This is the 27th day of my participation in the November Gwen Challenge. Check out the event details: The last Gwen Challenge 2021

Today’s topic

Given an array of candidates and a target number target, find all combinations of the candidates that can be the sum of the number and target.

Each number in the candidates must be used only once in each combination.

Note: The solution set cannot contain repeated combinations.

Example 1:

Input: candidates =,1,2,7,6,1,5 [10], target = 8, output: [,1,6 [1],,2,5 [1], [1, 7], [2, 6]]

Example 2:

Input: candidates =,5,2,1,2 [2], target = 5, output: [,2,2 [1], [5]]

Tip:

1 <= candidates.length <= 100 1 <= candidates[i] <= 50 1 <= target <= 30

Train of thought

The difference between this problem and the sum of combinations 1 is:

  • 1. Each element can no longer be used indefinitely, but only once, so the subscript of each recursion can no longer start with the current subscript, but with I +1.
  • 2. The element has duplicate elements, so it needs to be de-duplicated.

Both of the above two points have the effect of de-duplication. One is to ensure that there are no duplicate elements in the results, and the other is to ensure that there are no duplicate searches in the horizontal traversal. Other than that, like most backtracking.

Recursively through the number group, each time first judge whether the current subscript element is the same as the previous element, if the same judgment at the same time whether the previous element is in use, if not, directly skip, because the previous element has been traversed before.

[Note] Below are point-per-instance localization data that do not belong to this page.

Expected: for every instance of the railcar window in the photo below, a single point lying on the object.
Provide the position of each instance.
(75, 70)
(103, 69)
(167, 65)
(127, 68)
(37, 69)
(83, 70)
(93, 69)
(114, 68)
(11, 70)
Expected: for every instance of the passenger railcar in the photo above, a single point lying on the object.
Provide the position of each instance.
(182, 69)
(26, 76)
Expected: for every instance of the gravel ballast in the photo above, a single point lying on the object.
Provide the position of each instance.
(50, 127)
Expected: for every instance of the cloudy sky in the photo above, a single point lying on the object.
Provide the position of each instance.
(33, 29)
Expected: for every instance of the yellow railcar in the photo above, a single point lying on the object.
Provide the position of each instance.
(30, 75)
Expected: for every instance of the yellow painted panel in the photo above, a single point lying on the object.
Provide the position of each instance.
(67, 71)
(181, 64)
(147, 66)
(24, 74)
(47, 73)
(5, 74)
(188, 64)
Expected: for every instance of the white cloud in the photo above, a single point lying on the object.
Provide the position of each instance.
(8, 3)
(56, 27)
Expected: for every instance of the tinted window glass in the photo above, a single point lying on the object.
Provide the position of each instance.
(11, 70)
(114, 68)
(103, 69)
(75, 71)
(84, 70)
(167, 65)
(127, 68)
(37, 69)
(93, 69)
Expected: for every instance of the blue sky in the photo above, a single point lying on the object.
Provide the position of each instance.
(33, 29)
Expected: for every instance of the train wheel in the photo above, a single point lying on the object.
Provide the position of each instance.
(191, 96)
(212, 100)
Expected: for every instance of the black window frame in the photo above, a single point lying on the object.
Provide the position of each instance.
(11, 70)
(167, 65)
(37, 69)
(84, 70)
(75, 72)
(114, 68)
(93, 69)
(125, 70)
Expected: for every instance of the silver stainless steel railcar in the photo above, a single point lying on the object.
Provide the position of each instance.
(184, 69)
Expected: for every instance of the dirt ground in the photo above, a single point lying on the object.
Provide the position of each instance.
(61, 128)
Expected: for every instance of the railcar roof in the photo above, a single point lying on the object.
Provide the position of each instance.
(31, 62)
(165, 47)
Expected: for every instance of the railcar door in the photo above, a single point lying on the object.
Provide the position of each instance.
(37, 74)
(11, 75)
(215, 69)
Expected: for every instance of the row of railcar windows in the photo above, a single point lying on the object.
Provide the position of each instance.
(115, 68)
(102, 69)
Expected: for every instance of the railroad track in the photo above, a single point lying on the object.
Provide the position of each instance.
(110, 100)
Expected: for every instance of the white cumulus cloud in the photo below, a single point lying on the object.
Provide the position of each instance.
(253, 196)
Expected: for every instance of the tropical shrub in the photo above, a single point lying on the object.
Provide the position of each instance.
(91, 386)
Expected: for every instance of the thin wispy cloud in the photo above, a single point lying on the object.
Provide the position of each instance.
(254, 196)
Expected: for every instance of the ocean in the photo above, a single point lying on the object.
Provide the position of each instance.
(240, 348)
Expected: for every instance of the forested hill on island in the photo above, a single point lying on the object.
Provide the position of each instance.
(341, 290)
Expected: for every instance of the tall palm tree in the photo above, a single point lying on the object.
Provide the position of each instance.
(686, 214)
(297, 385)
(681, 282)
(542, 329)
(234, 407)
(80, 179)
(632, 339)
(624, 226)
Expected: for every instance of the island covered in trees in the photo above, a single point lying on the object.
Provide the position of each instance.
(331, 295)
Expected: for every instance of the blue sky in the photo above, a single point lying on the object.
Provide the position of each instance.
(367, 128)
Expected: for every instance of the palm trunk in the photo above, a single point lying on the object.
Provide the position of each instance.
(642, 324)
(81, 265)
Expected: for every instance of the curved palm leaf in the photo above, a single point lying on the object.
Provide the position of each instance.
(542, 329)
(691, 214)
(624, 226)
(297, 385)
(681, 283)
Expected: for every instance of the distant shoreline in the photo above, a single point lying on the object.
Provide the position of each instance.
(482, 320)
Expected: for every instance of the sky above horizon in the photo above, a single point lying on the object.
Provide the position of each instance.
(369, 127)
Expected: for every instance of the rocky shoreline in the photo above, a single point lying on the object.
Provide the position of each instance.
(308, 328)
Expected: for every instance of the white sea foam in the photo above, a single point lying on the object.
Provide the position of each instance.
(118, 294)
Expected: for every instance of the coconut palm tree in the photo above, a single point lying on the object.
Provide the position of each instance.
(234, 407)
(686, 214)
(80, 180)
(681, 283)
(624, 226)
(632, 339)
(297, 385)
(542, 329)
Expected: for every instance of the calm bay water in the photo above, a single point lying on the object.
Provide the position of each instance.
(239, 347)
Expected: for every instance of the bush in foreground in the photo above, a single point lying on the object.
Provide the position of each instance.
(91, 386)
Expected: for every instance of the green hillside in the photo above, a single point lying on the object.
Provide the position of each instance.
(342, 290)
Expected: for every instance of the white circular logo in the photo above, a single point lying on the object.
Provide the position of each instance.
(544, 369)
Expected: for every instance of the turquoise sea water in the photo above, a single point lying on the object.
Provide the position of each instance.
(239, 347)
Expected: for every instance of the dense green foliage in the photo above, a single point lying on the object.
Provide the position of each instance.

Then check whether the current element is less than or equal to target. If it is greater than target, it means that the difference between target and the current element must be less than 0. Otherwise, break the loop. Because the element following this element must be greater than or equal to the current element, the target minus the difference must also be less than zero, so skip ahead. This is a very important pruning operation.

Add the current element to the path list, and set the current VIS [I] to true to indicate access.

Enter the recursion and determine if target is 0. If it is 0, add to the list of answers.

To recurse, you need to backtrack, remove the current element from the path list, and set access to false.

Summed up in two questions:

  • 1. How to ensure that each number is used only once in each combination? Answer: Each recursive call to a method starts with the next number of the current number
  • 2. How to ensure that the solution set cannot contain repeated combinations? A: In an ordered array, if the number at index I is equal to the number at index I-1, we skip I and go to the next loop

Again, use the following framework code:

Result = [] backtrack(path, select list):ifEnd conditions are met: result.add(path)return

forSelect in Select list: Make select backtrack(path, select list) unselectCopy the code

Code implementation:

List<List<Integer>> result = new LinkedList<>();

public List<List<Integer>> combinationSum2(int[] candidates, int target) {
    List<Integer> list = new ArrayList<>();
    Arrays.sort(candidates);
    combinationList(candidates, 0, target, list);
    return result;
}

public void combinationList(int[] candidates, int start, int target, List<Integer> list{
    if (target == 0) {
        result.add(new ArrayList<>(list));
        return;
    }
    for (int i = start; i < candidates.length; i++) {
        // Clipping case one
        if (target - candidates[i] < 0) {
            break;
        }
        // Clipping case two
        if (i > start && candidates[i] == candidates[i - 1]) {
            continue;
        }
        list.add(candidates[i]);
        // This is I +1, because the element is not reusable. When you use start+1, it causes double counting
        combinationList(candidates, i + 1, target - candidates[i], list);
        / / backlist.removeLast(); }}Copy the code

Execution time: 2 ms, beating 99.32% of all Java commits

Memory consumption: 38.4 MB, beating 85.81% of users in all Java commits

summary

All of the problems solved by backtracking algorithm have similar purposes. They are all problems that are looking for all feasible solutions. We can try to solve them by searching backtracking. At the same time, remember the basic framework of algorithm implementation, can greatly reduce the difficulty of implementation.